Reporter: Asep Munazat Zatnika, Muhammad Yazid | Editor: Yudho Winarto
JAKARTA. Dulu urusan bahan bakar minyak (BBM) selalu jadi momok anggaran negara karena harus menanggung subsidi ratusan triliun rupiah. Namun sebentar lagi bahan bakar minyak akan jadi tambang uang baru bagi pemerintah, lewat pungutan dana ketahanan energi.
Bahkan, Menteri Energi dan Sumber Daya Mineral (ESDM) Sudirman Said mengatakan, penerapan pungutan dana ketahanan energi akan diperluas untuk seluruh jenis bahan bakar minyak. Artinya, selain premium dan solar, para pengguna BBM non-subsidi seperti Pertamax, Pertamax Plus akan dikenai pungutan dana ketahanan energi.
Pungutan dana ketahanan energi ini kemungkinan juga akan menyasar bahan bakar minyak yang dijual oleh pompa bensin non-Pertamina. "Dana itu digunakan untuk membangun energi terbarukan," ujar Sudirman, kemarin.
Sudirman menyatakan, besar pungutannya kemungkinan tak beda jauh dari rencana pungutan dana energi jenis premium dan solar. Namun dia enggan merinci besaran persisnya pungutan bagi BBM non-subsidi. Alasannya, hari ini (30/12), pemerintah akan menggelar rapat lagi untuk mematangkan arah kebijakan dana ketahanan energi.
Sebagai perbandingan, pemerintah akan memungut dana ketahanan energi sebesar Rp 200 per liter premium dan Rp 300 per liter solar. Pungutan ini akan berlaku mulai 5 Januari 2016, dan berpotensi menyetor hingga Rp 16 triliun pada tahun depan. Pemerintah juga masih menyiapkan lembaga pengelola dana ketahanan energi, termasuk payung hukum pelaksanaannya.
Perlu dasar hukum
Direktur Utama PT Pertamina Dwi Soetjipto menambahkan, komponen dana ketahanan energi akan menaikkan harga jual Pertamax dan Pertamax Plus. Namun, Dwi enggan mengungkapkan potensi kenaikan harga Pertamax dan Pertamax Plus setelah ditambah dana ketahanan energi.
Yang terang, rencana beleid dana ketahanan energi masih memicu kontroversi. Maklum, dasar hukumnya belum jelas. "Tanpa payung hukum yang jelas, dana ketahanan energi ini seperti pungutan liar pada rakyat," kata Tulus Abadi, Ketua Yayasan Lembaga Konsumen Indonesia (YLKI).

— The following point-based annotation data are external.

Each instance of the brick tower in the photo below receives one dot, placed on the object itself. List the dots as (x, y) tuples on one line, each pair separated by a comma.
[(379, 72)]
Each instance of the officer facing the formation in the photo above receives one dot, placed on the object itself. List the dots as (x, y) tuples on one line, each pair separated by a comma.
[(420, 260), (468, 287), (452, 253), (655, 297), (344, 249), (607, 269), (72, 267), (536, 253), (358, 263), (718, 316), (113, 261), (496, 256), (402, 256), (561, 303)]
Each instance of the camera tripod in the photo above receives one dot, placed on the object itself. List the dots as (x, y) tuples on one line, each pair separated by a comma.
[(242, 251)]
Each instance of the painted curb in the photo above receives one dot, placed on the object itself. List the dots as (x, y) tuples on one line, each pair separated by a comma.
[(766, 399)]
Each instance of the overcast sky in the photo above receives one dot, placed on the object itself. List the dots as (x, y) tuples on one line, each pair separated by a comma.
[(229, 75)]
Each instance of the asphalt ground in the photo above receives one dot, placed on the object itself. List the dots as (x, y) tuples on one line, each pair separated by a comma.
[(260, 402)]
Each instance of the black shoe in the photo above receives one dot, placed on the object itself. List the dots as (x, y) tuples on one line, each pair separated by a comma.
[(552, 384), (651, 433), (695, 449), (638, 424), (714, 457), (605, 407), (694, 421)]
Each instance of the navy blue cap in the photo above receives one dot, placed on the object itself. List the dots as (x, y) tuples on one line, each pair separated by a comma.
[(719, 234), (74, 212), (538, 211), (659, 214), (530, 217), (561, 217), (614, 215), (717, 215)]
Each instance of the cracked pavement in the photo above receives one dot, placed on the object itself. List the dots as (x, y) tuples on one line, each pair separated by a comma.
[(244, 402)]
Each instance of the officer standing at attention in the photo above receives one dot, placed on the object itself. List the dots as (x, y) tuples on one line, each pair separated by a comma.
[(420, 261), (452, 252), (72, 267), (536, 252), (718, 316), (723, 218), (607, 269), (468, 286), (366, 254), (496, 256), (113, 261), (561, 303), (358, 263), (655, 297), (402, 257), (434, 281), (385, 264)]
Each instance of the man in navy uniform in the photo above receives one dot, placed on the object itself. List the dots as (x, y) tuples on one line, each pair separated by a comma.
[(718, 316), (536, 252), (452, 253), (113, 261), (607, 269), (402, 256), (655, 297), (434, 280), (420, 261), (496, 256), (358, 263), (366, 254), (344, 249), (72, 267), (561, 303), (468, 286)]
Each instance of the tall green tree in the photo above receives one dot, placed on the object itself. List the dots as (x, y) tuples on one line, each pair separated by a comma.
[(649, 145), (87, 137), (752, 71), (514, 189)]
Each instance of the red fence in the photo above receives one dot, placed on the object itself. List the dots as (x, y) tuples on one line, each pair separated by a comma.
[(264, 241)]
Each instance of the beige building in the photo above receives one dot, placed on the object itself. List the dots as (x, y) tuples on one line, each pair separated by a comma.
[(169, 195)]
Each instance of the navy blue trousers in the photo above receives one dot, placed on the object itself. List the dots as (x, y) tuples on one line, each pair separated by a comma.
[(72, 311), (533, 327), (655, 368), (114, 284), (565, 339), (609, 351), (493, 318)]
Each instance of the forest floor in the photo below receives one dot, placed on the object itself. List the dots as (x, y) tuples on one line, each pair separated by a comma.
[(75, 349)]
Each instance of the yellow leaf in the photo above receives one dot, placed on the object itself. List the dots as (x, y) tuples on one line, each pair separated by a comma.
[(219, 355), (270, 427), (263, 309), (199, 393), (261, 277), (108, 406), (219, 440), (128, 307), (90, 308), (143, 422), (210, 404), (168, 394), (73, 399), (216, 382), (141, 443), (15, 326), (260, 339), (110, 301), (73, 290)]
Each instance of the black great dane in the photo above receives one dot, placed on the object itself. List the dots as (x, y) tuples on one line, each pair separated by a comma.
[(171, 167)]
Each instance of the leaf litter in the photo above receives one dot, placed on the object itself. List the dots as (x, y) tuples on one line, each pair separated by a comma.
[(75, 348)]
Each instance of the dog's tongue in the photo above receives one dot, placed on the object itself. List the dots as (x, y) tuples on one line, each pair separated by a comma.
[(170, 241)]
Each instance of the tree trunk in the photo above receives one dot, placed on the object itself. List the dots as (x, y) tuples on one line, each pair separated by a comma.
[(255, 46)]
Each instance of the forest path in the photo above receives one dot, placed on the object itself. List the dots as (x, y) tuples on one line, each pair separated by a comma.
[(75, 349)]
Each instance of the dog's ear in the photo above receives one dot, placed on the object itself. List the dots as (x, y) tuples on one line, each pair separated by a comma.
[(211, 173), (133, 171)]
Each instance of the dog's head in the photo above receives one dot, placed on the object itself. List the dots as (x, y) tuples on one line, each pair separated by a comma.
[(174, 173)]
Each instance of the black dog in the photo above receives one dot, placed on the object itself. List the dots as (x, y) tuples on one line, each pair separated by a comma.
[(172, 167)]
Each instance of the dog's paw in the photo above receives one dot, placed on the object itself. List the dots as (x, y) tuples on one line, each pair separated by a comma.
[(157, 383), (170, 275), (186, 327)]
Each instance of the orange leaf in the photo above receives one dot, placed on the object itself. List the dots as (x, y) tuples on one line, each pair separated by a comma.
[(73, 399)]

Pri Agung Rakhmanto, Direktur Reforminer menilai pemerintah belum memiliki dasar hukum yang kuat sebagai basis penerapan beleid ini. Peraturan Pemerintah Nomor 79/2014 tentang Kebijakan Energi Nasional pun tak tepat jadi landasannya. "Pemerintah harus lebih dulu membuat aturan yang rinci dan jelas," ujarnya. Tanpa itu, dana energi rawan digugat.